Investments in real estate joint ventures that we do not control are accounted for using the equity method of accounting. These investments are recorded initially at cost and subsequently adjusted for our equity in the venture's net income (loss), cash contributions, distributions and other adjustments required under the equity method of accounting. These investments are evaluated for impairment when necessary. Control is determined using an evaluation based on accounting standards related to the consolidation of voting interest entities and variable interest entities. For joint ventures that are determined to be variable interest entities, we consolidate the entity where we are deemed to be the primary beneficiary.

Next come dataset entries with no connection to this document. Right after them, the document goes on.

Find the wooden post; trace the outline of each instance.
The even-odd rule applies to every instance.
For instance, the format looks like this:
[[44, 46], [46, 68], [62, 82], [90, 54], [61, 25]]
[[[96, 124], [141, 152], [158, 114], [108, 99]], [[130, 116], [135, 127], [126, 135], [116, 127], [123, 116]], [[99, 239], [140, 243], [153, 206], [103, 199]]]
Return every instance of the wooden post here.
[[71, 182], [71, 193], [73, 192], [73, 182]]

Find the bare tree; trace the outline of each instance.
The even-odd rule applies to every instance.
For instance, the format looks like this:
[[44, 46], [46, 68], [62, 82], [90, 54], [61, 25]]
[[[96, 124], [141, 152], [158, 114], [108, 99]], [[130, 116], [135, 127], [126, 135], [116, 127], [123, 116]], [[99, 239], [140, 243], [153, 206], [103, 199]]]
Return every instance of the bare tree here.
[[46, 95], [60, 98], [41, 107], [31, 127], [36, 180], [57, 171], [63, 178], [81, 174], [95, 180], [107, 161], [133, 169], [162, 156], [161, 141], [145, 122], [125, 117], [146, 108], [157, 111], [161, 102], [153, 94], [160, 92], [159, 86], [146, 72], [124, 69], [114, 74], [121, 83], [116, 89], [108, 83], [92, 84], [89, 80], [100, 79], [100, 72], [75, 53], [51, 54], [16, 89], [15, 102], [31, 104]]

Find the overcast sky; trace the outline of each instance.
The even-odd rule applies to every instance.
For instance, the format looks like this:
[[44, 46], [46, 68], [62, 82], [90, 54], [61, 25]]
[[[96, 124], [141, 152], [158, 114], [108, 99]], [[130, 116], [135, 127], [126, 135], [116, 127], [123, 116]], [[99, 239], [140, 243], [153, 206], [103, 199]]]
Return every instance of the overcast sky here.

Noncontrolling interests in the Operating Partnership relate to the interests owned by limited partners other than Tanger LP Trust. In August 2013, the Operating Partnership's operating agreement was amended to, among other things, effect a four-for-one split by issuing to its existing holders four units of partnership interest for every one unit outstanding. After the effect of the split, each unit of partnership interest held by limited partners not wholly owned by the Company may be exchanged for one common share of the Company. Prior to the split, each unit held by the limited partners not wholly owned by the Company was exchangeable for four common shares of the Company. All references to the number of units outstanding and per unit amounts reflect the effect of the split for all periods presented.

The noncontrolling interests in other consolidated partnerships consist of outside equity interests in partnerships not wholly owned by the Company or the Operating Partnership that are consolidated with the financial results of the Company and Operating Partnership because the Operating Partnership exercises control over the entities that own the properties.

Certain amounts related to reimbursements of payroll related expenses from unconsolidated joint ventures in the statement of operations for the three and nine months ended September 30, 2012 have been reclassified to the caption “expense reimbursements” from the caption “other income” to conform to the presentation of the consolidated statement of operations presented for the three months and nine months ended September 30, 2013.  

In addition, we have corrected the classification of certain amounts related to above and below market lease contracts in the consolidated balance sheet of the Company and Operating Partnership as of December 31, 2012. The amounts were previously reported net within the deferred lease costs and other intangibles, net line item. Below market lease values, net of accumulated amortization, in the amount of $6.4 million have been reclassified into the other liabilities line item in the consolidated balance sheet as of December 31, 2012. These revisions were not considered material to the previously issued financial statements.